Not long before, our striped glasses had landed in one of the most iconic dining places in Venice. Established in 1973 by Ernesto Ballarin, Vini Da Arturo is a seven-table restaurant whose setting and furnishing have been stuck in time for almost 50 years: wooden walls and benches, white cloths, and a laidback osteria look achieved with a jumble of news clippings, pictures, drawings and messages from international celebrities lining the walls.

Countless visitors have loved and sometimes even fetishized Da Arturo over the years. The place is both familiar and disorienting, an unassuming space where you are encouraged to “eat with your hands, sucking the meat from the bone” — but where you might be cleaning your plate with the scarpetta alongside a movie star or two.

Actors, artists, directors and other celebrities have frequented Ernesto’s restaurant over the years. Signed, framed photographs of Cindy Crawford and Tobey Maguire hang on the walls, while a vintage photo album circulating the dining room features 100-plus photos of Ernesto with stars like Kobe Bryant and Kim Kardashian. Barbra Streisand is an affectionate client and Susan Sontag was a friend.

The founder, who is now 80 and in 1966 survived the dramatic flooding called “acqua granda”, has a lively humor, a bright mind and a strong personality.

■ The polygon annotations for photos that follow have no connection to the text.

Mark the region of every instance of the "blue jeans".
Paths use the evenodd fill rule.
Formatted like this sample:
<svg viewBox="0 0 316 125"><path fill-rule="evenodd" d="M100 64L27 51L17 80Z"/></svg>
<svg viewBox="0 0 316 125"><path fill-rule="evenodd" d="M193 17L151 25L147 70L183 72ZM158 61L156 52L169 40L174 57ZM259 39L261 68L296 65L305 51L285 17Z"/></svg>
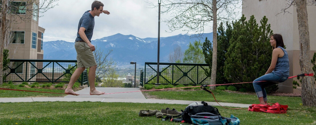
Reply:
<svg viewBox="0 0 316 125"><path fill-rule="evenodd" d="M263 97L264 101L268 100L267 93L264 88L282 82L288 79L286 77L282 77L275 74L273 72L262 76L253 81L252 84L258 98ZM266 81L267 82L256 82Z"/></svg>

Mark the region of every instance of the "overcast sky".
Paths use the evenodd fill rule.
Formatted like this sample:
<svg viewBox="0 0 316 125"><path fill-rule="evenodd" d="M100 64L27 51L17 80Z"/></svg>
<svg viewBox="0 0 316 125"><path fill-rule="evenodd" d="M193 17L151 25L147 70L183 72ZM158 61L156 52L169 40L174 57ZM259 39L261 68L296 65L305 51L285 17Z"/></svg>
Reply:
<svg viewBox="0 0 316 125"><path fill-rule="evenodd" d="M40 18L39 26L46 29L43 41L74 42L79 20L85 11L91 9L94 1L59 0L58 6L40 14L40 16L43 16ZM146 3L149 1L158 5L156 0L101 0L104 4L103 9L111 14L101 14L100 16L95 17L92 40L118 33L141 38L157 37L158 8L149 8ZM167 15L161 16L161 19L168 17ZM161 37L187 33L182 30L166 32L169 29L163 22L161 22L160 28ZM204 32L212 31L211 28L207 29L208 30L205 30Z"/></svg>

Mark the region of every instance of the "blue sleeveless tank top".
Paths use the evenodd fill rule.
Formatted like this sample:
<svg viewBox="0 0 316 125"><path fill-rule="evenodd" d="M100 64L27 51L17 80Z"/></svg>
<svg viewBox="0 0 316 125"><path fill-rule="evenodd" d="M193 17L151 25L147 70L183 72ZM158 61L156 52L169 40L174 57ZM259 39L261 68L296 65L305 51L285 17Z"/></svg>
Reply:
<svg viewBox="0 0 316 125"><path fill-rule="evenodd" d="M290 65L289 62L289 55L286 51L281 47L278 47L283 50L284 55L277 58L276 64L272 72L281 77L289 77L290 74Z"/></svg>

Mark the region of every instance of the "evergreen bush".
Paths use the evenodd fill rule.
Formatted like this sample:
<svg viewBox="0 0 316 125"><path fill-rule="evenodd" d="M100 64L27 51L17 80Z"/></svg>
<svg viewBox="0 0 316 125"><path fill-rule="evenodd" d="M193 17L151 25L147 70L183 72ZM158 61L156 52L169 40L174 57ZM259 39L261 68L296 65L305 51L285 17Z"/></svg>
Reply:
<svg viewBox="0 0 316 125"><path fill-rule="evenodd" d="M229 86L228 87L227 87L227 89L232 91L236 91L237 90L236 87L233 86Z"/></svg>

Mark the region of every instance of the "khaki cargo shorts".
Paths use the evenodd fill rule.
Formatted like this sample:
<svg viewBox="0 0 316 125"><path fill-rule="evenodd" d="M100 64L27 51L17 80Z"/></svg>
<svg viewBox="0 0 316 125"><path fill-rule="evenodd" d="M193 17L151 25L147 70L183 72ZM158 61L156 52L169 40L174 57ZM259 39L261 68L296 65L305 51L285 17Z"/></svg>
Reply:
<svg viewBox="0 0 316 125"><path fill-rule="evenodd" d="M86 42L75 42L77 51L77 67L86 68L97 65L93 53Z"/></svg>

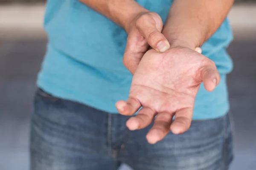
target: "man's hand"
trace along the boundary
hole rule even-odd
[[[143,106],[127,121],[131,130],[146,127],[156,116],[146,136],[154,144],[170,130],[175,134],[187,130],[200,84],[203,82],[205,89],[211,91],[219,80],[213,62],[195,51],[180,47],[163,53],[150,50],[134,75],[128,99],[118,102],[116,107],[120,113],[132,115]]]
[[[123,63],[134,74],[149,45],[166,51],[169,42],[161,33],[163,21],[158,14],[131,0],[79,0],[122,27],[128,34]]]
[[[158,14],[144,12],[135,16],[125,27],[128,37],[123,61],[132,74],[148,51],[148,45],[160,52],[166,51],[170,47],[169,42],[161,33],[163,26],[163,21]]]

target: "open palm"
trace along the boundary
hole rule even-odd
[[[214,63],[194,50],[175,47],[160,53],[150,50],[134,74],[128,99],[118,102],[116,106],[125,115],[132,115],[143,107],[127,122],[131,130],[146,127],[155,117],[147,135],[148,142],[154,144],[170,130],[175,134],[187,130],[200,84],[203,82],[211,91],[219,79]]]

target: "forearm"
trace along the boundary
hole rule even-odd
[[[219,27],[233,0],[175,0],[163,34],[171,46],[200,47]]]
[[[148,11],[134,0],[79,0],[125,29],[138,14]]]

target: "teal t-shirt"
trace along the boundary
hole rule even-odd
[[[171,0],[137,0],[163,21]],[[108,113],[126,100],[132,76],[123,65],[127,35],[120,27],[77,0],[48,0],[44,28],[49,42],[38,75],[38,86],[55,96]],[[232,40],[227,19],[202,46],[202,53],[215,62],[221,75],[212,92],[202,85],[193,119],[221,116],[229,109],[226,74],[232,62],[225,48]]]

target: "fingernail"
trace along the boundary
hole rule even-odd
[[[215,78],[212,79],[212,82],[213,82],[215,85],[217,85],[217,79]]]
[[[157,48],[159,51],[161,52],[161,53],[163,53],[165,51],[166,51],[168,49],[169,49],[169,48],[170,48],[170,45],[167,44],[163,41],[160,41],[157,44]]]

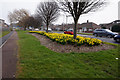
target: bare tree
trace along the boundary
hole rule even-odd
[[[59,7],[56,2],[41,2],[37,7],[37,14],[42,17],[48,32],[48,26],[58,17]]]
[[[74,19],[74,39],[77,36],[77,23],[81,15],[94,12],[105,4],[104,0],[63,0],[59,2],[64,12],[68,12]]]
[[[26,30],[26,26],[24,25],[24,20],[30,16],[29,12],[25,9],[20,10],[14,10],[13,12],[10,12],[8,14],[8,18],[10,23],[17,23],[20,26],[24,27],[24,30]]]

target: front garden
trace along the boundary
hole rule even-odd
[[[17,78],[117,78],[118,48],[98,52],[51,51],[28,31],[17,31]],[[67,44],[67,43],[66,43]]]

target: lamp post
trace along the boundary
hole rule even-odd
[[[120,20],[120,1],[118,2],[118,20]]]

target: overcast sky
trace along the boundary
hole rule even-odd
[[[27,9],[31,14],[35,13],[36,7],[40,1],[44,0],[0,0],[0,19],[4,19],[6,23],[8,21],[8,13],[14,9]],[[114,20],[118,20],[118,1],[120,0],[106,0],[108,4],[96,11],[89,14],[82,15],[78,23],[83,23],[89,20],[96,24],[110,23]],[[54,24],[66,23],[65,14],[59,16],[58,20]],[[67,23],[73,23],[72,17],[67,18]]]

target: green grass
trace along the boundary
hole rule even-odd
[[[93,35],[92,33],[77,33],[77,34],[83,34],[83,35]]]
[[[10,31],[2,31],[2,33],[0,34],[0,38],[9,34],[9,33],[10,33]]]
[[[118,48],[89,53],[57,53],[25,31],[19,36],[17,78],[116,78]]]

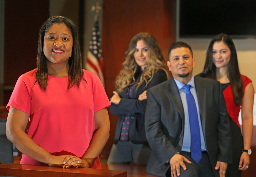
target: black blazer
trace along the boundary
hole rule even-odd
[[[214,169],[217,161],[230,162],[229,119],[220,83],[196,77],[194,81],[206,149],[217,176],[218,172]],[[170,165],[165,164],[181,151],[184,109],[173,78],[148,90],[147,96],[145,126],[152,150],[147,171],[165,176]]]
[[[159,69],[155,72],[153,78],[148,85],[147,88],[152,87],[167,80],[167,77],[164,71]],[[135,144],[145,144],[147,143],[145,133],[144,119],[147,99],[142,101],[138,100],[139,96],[145,90],[146,83],[136,90],[136,96],[134,99],[127,98],[126,88],[119,94],[122,98],[118,105],[112,104],[110,107],[111,113],[113,114],[119,115],[117,123],[114,143],[117,144],[120,138],[122,123],[126,114],[134,114],[134,117],[131,117],[129,128],[130,140]]]

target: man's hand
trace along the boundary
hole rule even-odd
[[[226,170],[228,167],[228,163],[222,162],[217,161],[215,166],[215,169],[216,170],[220,169],[220,177],[225,177]]]
[[[240,158],[239,166],[238,169],[240,170],[245,170],[247,169],[247,167],[249,167],[250,164],[250,157],[248,154],[246,152],[243,152]]]
[[[188,163],[191,162],[187,158],[179,154],[176,154],[173,155],[170,160],[171,165],[171,177],[177,177],[180,175],[180,166],[181,166],[184,170],[187,169],[187,167],[184,162]]]

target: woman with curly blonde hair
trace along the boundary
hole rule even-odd
[[[110,100],[111,113],[119,116],[108,163],[147,165],[151,151],[144,125],[147,90],[167,80],[164,63],[152,35],[141,33],[132,38]]]

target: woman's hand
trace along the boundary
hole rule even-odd
[[[89,168],[96,158],[81,159],[74,155],[68,155],[63,159],[63,168]]]
[[[143,93],[139,95],[139,97],[138,98],[138,100],[140,101],[142,101],[143,100],[147,99],[147,90],[144,91]]]
[[[50,167],[62,167],[63,166],[64,159],[69,156],[68,155],[53,155],[51,162],[47,164]]]
[[[240,158],[238,170],[245,170],[247,169],[250,164],[250,157],[246,152],[243,152]]]
[[[115,104],[118,104],[121,100],[121,97],[117,92],[115,91],[113,91],[113,93],[114,95],[110,99],[110,102],[111,103],[114,103]]]

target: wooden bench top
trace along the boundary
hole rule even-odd
[[[20,177],[126,177],[126,172],[108,169],[63,168],[43,166],[2,163],[0,175]]]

Back in the days he had the stubbornness to open the first no-fish restaurant in Venice, and he also wanted it to be small. “Why a small place?” “Why a meat restaurant in Venice?” he replies.

Despite its unpretentious look, closer inspection reveals a pricy menu that is justified by the quality of the ingredients and the attention to detail in the table settings — the glasses are Berlingot after all.

Ernesto shares his legacy with Hani Benjamin, his business partner and friend of 25 years who recently took over ownership of the restaurant. Hani, an elegant man in his 50s, used to come and eat here after moving to Venice from Egypt. When I ask Ernesto what’s his favorite thing about this place, he answers, “Him.” And when he talks about the future, he seems very happy and confident about what will come after he’s gone. “Real skill is knowing how to continue, and I have complete faith in him. He’s very good,” Ernesto says.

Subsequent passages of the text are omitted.